Our Love Affair With Doctors

The age-old Jewish love affair with medicine began this week, as it were: with Exodus 21:18/19, which discusses mayhem, the willful assault by one person upon another. According to Torah, the guilty party must provide healing for the victim — from which the Talmud deduces (BK 85a) the aggressor’s obligation to pay for medical care (with extra remuneration for pain, humiliation, and damages for loss of income, as well).

If the injuring party is also a doctor, who offers his/her own medical services instead of paying someone else, the injured party can refuse, because, to the victim, the assailant is like “a lion lying in wait,” and victims have the right to doctors whom they trust. Nor can the assailant supply a doctor-friend who will heal for free, since the victim can argue that “a doctor who heals for nothing is worth nothing” (BK 85a).

In addition, the assailant cannot claim (for example) that the victim need only pray and God will answer the prayer, because, says Rashi, it is forbidden to rely on God alone to provide healing, The Tosafot go farther, specifying consultation with doctors also for what we would call “acts of God”; even there, we cannot count on God alone to “undo the damage.”

The Talmud prohibits Jews from even dwelling in a town where there is no doctor (San. 17b).

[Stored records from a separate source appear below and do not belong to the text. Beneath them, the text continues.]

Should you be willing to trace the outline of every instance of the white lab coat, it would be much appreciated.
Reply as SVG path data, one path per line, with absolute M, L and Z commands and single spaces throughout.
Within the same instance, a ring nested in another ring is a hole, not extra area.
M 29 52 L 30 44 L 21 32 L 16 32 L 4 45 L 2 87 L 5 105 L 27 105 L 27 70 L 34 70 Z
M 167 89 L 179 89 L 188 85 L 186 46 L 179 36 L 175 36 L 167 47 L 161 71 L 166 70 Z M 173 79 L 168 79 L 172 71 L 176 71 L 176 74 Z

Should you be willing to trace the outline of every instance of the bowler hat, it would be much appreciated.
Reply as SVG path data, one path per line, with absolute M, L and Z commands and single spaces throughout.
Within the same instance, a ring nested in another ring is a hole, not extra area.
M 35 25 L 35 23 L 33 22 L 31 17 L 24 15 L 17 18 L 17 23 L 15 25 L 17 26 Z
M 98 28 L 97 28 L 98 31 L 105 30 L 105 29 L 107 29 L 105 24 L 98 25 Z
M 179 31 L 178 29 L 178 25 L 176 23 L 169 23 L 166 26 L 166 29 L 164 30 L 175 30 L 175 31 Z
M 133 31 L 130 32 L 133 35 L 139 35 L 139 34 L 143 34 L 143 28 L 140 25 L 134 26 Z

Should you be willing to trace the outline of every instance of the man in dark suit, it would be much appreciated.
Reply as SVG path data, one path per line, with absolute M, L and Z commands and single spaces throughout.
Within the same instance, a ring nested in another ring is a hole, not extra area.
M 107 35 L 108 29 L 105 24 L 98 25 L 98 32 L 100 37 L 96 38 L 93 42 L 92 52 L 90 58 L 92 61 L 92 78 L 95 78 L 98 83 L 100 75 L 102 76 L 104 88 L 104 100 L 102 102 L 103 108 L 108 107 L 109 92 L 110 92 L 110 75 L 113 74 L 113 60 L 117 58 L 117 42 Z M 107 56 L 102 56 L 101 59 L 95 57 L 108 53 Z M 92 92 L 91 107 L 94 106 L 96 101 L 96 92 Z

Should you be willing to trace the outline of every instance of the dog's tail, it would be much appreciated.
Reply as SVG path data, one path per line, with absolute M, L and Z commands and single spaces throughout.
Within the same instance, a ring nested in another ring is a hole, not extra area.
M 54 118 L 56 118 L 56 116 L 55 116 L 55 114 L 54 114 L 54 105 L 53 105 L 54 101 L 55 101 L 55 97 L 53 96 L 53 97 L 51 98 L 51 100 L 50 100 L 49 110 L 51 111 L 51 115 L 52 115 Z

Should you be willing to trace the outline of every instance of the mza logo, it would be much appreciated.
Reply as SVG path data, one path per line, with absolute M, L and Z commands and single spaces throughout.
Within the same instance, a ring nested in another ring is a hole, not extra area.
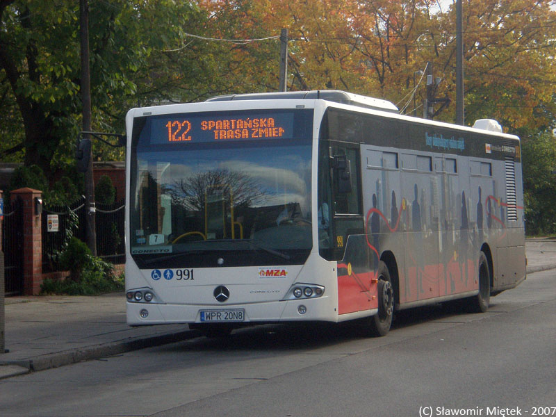
M 288 276 L 288 270 L 285 268 L 259 268 L 259 278 L 285 278 Z

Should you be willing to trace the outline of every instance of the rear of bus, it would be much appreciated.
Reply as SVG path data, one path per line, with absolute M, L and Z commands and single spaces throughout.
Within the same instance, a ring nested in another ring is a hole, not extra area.
M 318 249 L 316 103 L 128 113 L 129 325 L 337 321 L 336 263 Z

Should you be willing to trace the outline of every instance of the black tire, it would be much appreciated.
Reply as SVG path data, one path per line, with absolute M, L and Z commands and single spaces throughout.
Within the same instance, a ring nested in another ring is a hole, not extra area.
M 372 336 L 386 336 L 394 314 L 394 290 L 390 271 L 382 261 L 378 264 L 378 313 L 369 318 Z
M 491 271 L 486 255 L 479 254 L 479 293 L 469 299 L 470 309 L 474 313 L 484 313 L 489 309 L 491 299 Z

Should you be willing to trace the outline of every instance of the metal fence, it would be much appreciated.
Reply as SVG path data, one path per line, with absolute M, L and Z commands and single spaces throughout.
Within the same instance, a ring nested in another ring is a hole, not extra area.
M 125 261 L 124 201 L 97 203 L 97 254 L 112 263 Z M 85 241 L 85 201 L 68 206 L 45 205 L 42 211 L 42 272 L 60 270 L 60 254 L 72 236 Z
M 23 204 L 20 198 L 4 204 L 2 248 L 6 295 L 23 293 Z
M 114 264 L 125 263 L 125 200 L 97 203 L 97 254 Z

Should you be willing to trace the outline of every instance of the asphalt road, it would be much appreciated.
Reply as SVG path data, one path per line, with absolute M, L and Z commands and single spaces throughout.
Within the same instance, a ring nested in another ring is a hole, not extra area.
M 486 313 L 403 311 L 382 338 L 261 326 L 0 381 L 5 417 L 153 415 L 556 416 L 556 271 Z

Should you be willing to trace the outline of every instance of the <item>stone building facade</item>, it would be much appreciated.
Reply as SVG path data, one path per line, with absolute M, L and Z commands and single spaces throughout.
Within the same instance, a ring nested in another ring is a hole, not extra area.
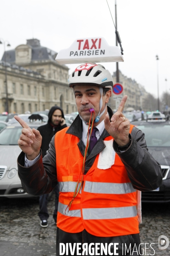
M 6 70 L 9 113 L 43 111 L 55 105 L 65 113 L 76 111 L 68 68 L 55 60 L 57 52 L 33 39 L 6 54 L 6 62 L 4 54 L 0 61 L 0 113 L 6 108 Z
M 115 84 L 116 81 L 116 72 L 113 73 L 112 77 L 113 84 Z M 124 95 L 128 96 L 124 110 L 126 111 L 129 108 L 133 108 L 135 110 L 147 111 L 144 102 L 148 93 L 146 91 L 144 87 L 138 84 L 135 80 L 128 78 L 123 75 L 120 70 L 119 78 L 119 82 L 123 87 L 123 91 L 122 93 L 118 96 L 118 101 L 120 101 L 121 98 L 122 98 Z M 113 110 L 116 109 L 116 95 L 110 98 L 108 103 L 109 105 Z

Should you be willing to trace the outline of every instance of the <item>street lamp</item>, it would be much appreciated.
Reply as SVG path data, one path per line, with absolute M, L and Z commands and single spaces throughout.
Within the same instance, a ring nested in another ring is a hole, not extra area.
M 167 94 L 167 79 L 166 78 L 165 79 L 165 81 L 166 82 L 166 105 L 167 106 L 167 108 L 168 108 L 168 94 Z
M 7 72 L 6 69 L 6 43 L 7 43 L 7 46 L 11 46 L 8 41 L 5 41 L 2 38 L 0 38 L 0 44 L 3 44 L 4 47 L 4 60 L 5 60 L 5 84 L 6 86 L 6 111 L 8 113 L 8 86 L 7 86 Z
M 159 60 L 159 58 L 158 55 L 156 55 L 156 59 L 157 61 Z M 159 79 L 158 76 L 158 61 L 157 61 L 157 88 L 158 88 L 158 110 L 159 111 Z

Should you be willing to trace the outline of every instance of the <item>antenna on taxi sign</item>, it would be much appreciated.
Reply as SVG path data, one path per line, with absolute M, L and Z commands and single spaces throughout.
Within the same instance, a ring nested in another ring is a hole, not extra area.
M 116 27 L 115 26 L 115 25 L 114 24 L 114 20 L 113 20 L 113 18 L 112 14 L 111 13 L 110 10 L 110 7 L 109 7 L 109 6 L 108 5 L 108 3 L 107 0 L 106 0 L 106 2 L 107 2 L 107 3 L 108 4 L 108 7 L 109 8 L 109 9 L 110 12 L 110 13 L 111 16 L 111 17 L 112 17 L 112 19 L 113 22 L 113 24 L 114 24 L 114 27 L 115 28 L 115 34 L 116 34 L 116 36 L 117 40 L 117 41 L 118 42 L 118 43 L 119 43 L 119 45 L 120 45 L 120 49 L 121 50 L 122 55 L 123 55 L 123 48 L 122 47 L 122 41 L 121 41 L 121 40 L 120 39 L 119 34 L 119 33 L 118 31 L 117 31 L 116 28 Z

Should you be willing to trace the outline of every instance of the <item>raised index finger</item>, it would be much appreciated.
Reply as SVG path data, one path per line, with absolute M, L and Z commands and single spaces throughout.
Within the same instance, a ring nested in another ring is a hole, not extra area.
M 117 111 L 120 111 L 121 112 L 123 112 L 123 110 L 124 108 L 125 105 L 126 103 L 127 98 L 127 95 L 125 95 L 125 96 L 123 97 L 123 98 L 121 100 L 120 105 L 119 106 L 118 108 L 117 109 Z
M 23 128 L 26 128 L 26 129 L 30 128 L 29 126 L 28 126 L 27 124 L 23 120 L 21 119 L 20 116 L 14 116 L 14 118 L 18 122 L 20 123 Z

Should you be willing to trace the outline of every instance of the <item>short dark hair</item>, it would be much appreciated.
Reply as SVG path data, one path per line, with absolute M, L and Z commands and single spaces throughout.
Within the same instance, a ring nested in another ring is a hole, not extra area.
M 110 88 L 103 88 L 103 96 L 106 95 L 107 92 L 108 92 L 110 89 Z

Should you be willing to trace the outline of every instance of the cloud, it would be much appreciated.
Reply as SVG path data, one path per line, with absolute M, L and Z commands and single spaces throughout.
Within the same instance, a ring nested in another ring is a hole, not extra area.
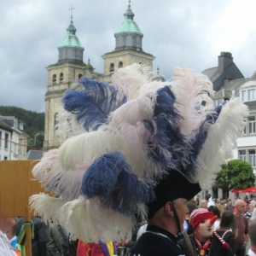
M 46 67 L 58 61 L 57 47 L 70 22 L 71 4 L 84 61 L 103 73 L 102 55 L 114 49 L 114 32 L 128 1 L 0 1 L 0 105 L 44 110 Z M 197 71 L 216 67 L 221 51 L 232 53 L 245 77 L 255 71 L 254 0 L 131 1 L 143 32 L 143 48 L 155 56 L 167 79 L 175 67 Z

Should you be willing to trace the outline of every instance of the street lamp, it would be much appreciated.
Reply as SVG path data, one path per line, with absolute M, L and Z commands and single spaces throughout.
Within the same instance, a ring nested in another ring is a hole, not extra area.
M 37 137 L 38 137 L 38 135 L 44 135 L 44 133 L 37 133 L 37 134 L 35 135 L 35 137 L 34 137 L 33 139 L 29 139 L 30 141 L 31 141 L 31 140 L 33 140 L 33 141 L 34 141 L 33 146 L 36 146 Z

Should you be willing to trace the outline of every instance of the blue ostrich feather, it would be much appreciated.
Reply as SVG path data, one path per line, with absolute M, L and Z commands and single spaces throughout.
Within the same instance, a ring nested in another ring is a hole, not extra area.
M 154 109 L 154 116 L 157 116 L 162 113 L 172 113 L 177 114 L 174 109 L 176 96 L 171 90 L 171 86 L 165 86 L 157 90 L 156 102 Z
M 145 127 L 153 134 L 148 143 L 150 155 L 163 168 L 178 168 L 188 154 L 185 137 L 179 131 L 183 117 L 174 103 L 177 103 L 176 96 L 171 86 L 158 90 L 154 117 L 143 120 Z
M 204 120 L 201 121 L 198 130 L 195 131 L 195 137 L 191 142 L 192 145 L 192 152 L 189 154 L 189 166 L 188 166 L 188 170 L 190 170 L 190 172 L 188 172 L 188 175 L 193 177 L 195 169 L 195 166 L 196 163 L 196 158 L 198 154 L 200 154 L 201 150 L 203 148 L 203 145 L 207 138 L 208 131 L 211 127 L 211 125 L 214 125 L 221 113 L 221 110 L 224 107 L 224 105 L 226 102 L 224 102 L 218 106 L 217 106 L 214 109 L 212 109 L 211 114 L 207 114 Z
M 107 121 L 109 113 L 127 101 L 127 96 L 119 93 L 113 85 L 83 78 L 79 83 L 84 90 L 67 90 L 62 98 L 63 107 L 67 112 L 77 115 L 78 122 L 84 123 L 86 131 L 93 131 Z
M 151 157 L 164 169 L 177 169 L 188 154 L 184 136 L 179 131 L 177 119 L 172 120 L 170 115 L 162 113 L 145 121 L 145 126 L 151 131 L 153 137 L 148 143 Z M 177 150 L 177 148 L 179 150 Z
M 85 172 L 81 194 L 99 196 L 101 206 L 124 215 L 132 215 L 137 203 L 152 201 L 154 194 L 142 185 L 125 157 L 118 152 L 102 155 Z

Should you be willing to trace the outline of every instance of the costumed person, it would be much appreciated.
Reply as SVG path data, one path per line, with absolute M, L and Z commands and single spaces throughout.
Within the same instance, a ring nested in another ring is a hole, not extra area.
M 117 255 L 114 241 L 84 242 L 79 241 L 77 256 L 113 256 Z
M 196 209 L 192 212 L 190 223 L 195 232 L 189 236 L 195 255 L 198 256 L 232 256 L 234 253 L 229 244 L 225 242 L 215 231 L 214 222 L 217 216 L 206 209 Z M 185 239 L 179 241 L 179 245 L 186 255 L 191 255 Z
M 187 201 L 231 158 L 247 108 L 239 98 L 214 108 L 212 82 L 188 68 L 162 82 L 133 64 L 112 82 L 83 78 L 81 90 L 66 92 L 55 130 L 62 144 L 32 170 L 56 197 L 34 195 L 32 208 L 84 242 L 121 241 L 148 220 L 131 255 L 183 255 L 173 241 Z
M 3 217 L 0 208 L 0 255 L 17 256 L 12 247 L 6 233 L 16 224 L 15 218 Z
M 6 236 L 9 239 L 10 245 L 12 246 L 12 249 L 16 253 L 18 256 L 21 256 L 21 248 L 18 244 L 18 236 L 16 236 L 17 231 L 17 219 L 15 218 L 16 224 L 6 232 Z
M 226 211 L 223 213 L 219 229 L 218 229 L 216 232 L 229 244 L 231 250 L 235 252 L 235 238 L 237 236 L 238 230 L 235 216 L 232 212 Z

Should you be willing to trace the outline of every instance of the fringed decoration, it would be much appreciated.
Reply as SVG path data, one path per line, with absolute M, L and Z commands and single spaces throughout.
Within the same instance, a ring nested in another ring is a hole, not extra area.
M 113 84 L 122 87 L 128 96 L 128 101 L 137 98 L 140 95 L 140 88 L 152 79 L 151 68 L 134 63 L 125 68 L 115 70 L 111 78 Z
M 62 108 L 57 110 L 55 135 L 60 143 L 63 143 L 73 136 L 85 132 L 83 124 L 78 123 L 77 115 L 64 110 Z
M 143 119 L 149 119 L 154 114 L 155 93 L 138 96 L 127 102 L 109 115 L 109 125 L 118 127 L 122 123 L 136 125 Z
M 193 131 L 213 107 L 211 99 L 212 84 L 206 75 L 189 68 L 176 67 L 173 78 L 172 90 L 176 95 L 177 108 L 183 117 L 179 129 L 189 139 L 194 136 Z
M 58 156 L 62 168 L 68 171 L 76 170 L 78 164 L 90 166 L 99 155 L 117 151 L 125 155 L 138 178 L 143 178 L 148 170 L 154 172 L 157 168 L 148 160 L 148 152 L 144 148 L 140 145 L 130 144 L 118 130 L 110 126 L 102 126 L 96 131 L 67 139 L 59 148 Z
M 99 196 L 103 207 L 128 216 L 133 215 L 137 203 L 153 200 L 152 189 L 141 187 L 131 166 L 119 153 L 106 154 L 89 167 L 81 191 L 88 198 Z
M 232 157 L 236 139 L 241 136 L 248 115 L 247 107 L 239 98 L 231 99 L 222 107 L 215 122 L 208 128 L 205 143 L 196 158 L 196 175 L 202 189 L 209 188 L 221 165 Z M 221 138 L 221 139 L 220 139 Z
M 95 131 L 107 121 L 108 115 L 126 102 L 126 96 L 117 101 L 117 90 L 105 83 L 83 78 L 79 84 L 84 90 L 68 90 L 62 99 L 64 108 L 77 114 L 86 131 Z
M 40 216 L 46 224 L 63 224 L 61 209 L 65 203 L 67 201 L 61 198 L 51 197 L 44 193 L 33 195 L 29 199 L 35 215 Z

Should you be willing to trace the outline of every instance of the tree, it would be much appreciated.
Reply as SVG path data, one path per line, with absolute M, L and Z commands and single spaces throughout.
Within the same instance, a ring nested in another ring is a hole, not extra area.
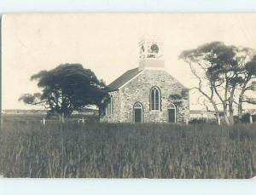
M 103 81 L 80 64 L 63 64 L 50 71 L 41 71 L 31 80 L 38 81 L 42 94 L 26 94 L 19 100 L 26 104 L 44 104 L 62 122 L 73 111 L 85 106 L 100 106 L 107 93 Z
M 227 123 L 234 123 L 234 103 L 241 99 L 255 77 L 255 52 L 247 48 L 212 42 L 183 51 L 179 58 L 189 65 L 198 80 L 196 89 L 212 104 L 219 120 L 221 106 Z M 238 106 L 239 107 L 239 106 Z

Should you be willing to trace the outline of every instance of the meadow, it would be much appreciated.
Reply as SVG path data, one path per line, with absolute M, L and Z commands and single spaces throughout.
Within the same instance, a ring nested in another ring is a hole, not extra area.
M 256 123 L 65 123 L 3 116 L 5 177 L 252 178 Z

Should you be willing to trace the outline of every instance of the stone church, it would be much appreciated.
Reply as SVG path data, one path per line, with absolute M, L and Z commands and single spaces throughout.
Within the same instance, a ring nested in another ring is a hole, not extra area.
M 143 38 L 138 45 L 138 67 L 108 85 L 109 97 L 100 110 L 100 121 L 188 122 L 189 89 L 165 71 L 162 41 Z

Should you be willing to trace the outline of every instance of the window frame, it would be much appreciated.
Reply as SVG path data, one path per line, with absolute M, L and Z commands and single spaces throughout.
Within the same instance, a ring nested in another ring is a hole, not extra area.
M 154 100 L 152 99 L 152 92 L 154 91 Z M 156 109 L 156 91 L 158 91 L 158 109 Z M 154 101 L 153 101 L 154 100 Z M 154 103 L 153 103 L 154 102 Z M 153 112 L 161 111 L 161 91 L 159 87 L 154 86 L 150 89 L 149 93 L 149 110 Z M 153 109 L 154 108 L 154 109 Z

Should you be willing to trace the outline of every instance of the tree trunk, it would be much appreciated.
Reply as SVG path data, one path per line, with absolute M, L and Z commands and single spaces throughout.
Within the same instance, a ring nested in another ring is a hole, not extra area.
M 245 93 L 245 89 L 243 89 L 239 95 L 239 100 L 238 100 L 238 118 L 240 122 L 241 122 L 241 118 L 242 118 L 242 101 L 243 101 L 244 93 Z
M 230 118 L 228 117 L 228 109 L 227 105 L 225 103 L 223 104 L 223 112 L 224 112 L 224 118 L 227 124 L 230 123 Z

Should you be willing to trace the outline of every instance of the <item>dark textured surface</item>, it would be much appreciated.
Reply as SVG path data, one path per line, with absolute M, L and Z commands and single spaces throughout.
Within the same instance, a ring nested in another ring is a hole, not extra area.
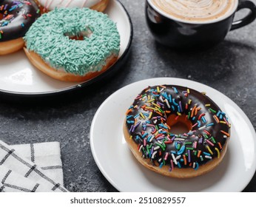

So early on, Judaism decided that we cannot trust simply on God, that doctors are therefore necessary, that they may charge for what they do; and that those who need healing have a right to it. Pretty advanced thinking for late antiquity and The Middle Ages, I would say!

Yet inexplicably, the same Talmud also says (M. Kid. 4:14 = Kid. 82a), “The best of doctors belong in Hell” (gehinnom, in talmudic parlance). It’s only a side (and snide) comment, one of many unauthoritative aphorisms, so we cannot put much stock in it.  But we learn a lot from later rabbinic attempts to understand it. The comment pointedly specifies doctors who are “the best,” not “the most righteous,” we are told, having in mind doctors who think they are beyond the obligation to heal the poor (Rashi); or those whose arrogance prevents them from consulting with medical colleagues in cases of medical uncertainty (Maharsha, Samuel Edels, Poland, 1555-1631).

When it comes to valuing life and those who help sustain it, rabbinic tradition has much to be proud of.

But the Rabbis do not just anticipate modern-day perspectives. They offer a spiritual insight that is nowadays easily forgotten. Healing derives ultimately from God, they insist, so physicians do their work as deputies from God. To be called to the profession of healing is to be God’s presence in the face of pain. But it is more, even, than that.  Since God’s ultimate presence is seen in the original act of creation, healing must be viewed as the continuation of that act.

As a prisoner in Auschwitz, Primo Levi remembers having to watch a man die slowly on the gallows. As the victim twists in agony, Levi thinks, “To destroy a man is almost as difficult as to create one.” Like the gallows, disease too slowly destroys what God has created – destruction and sickness on one hand; creation and healing on the other. Those who heal are the antithesis of destroyers; they create new lives for those they save.

Each morning, we say a blessing that praises God for “healing and doing miracle work” (rofei kol basar umafli la’asot). “Healing,” then, is “miracle work.” We may know how medicine works its wonders, but it remains a wonder nonetheless — a miracle that anything works at all. The best of doctors are not those who deserve gehinnom, but those who stand in awe at the gift of being God’s personal agents on earth, charged with nothing short of creating lives as God once did.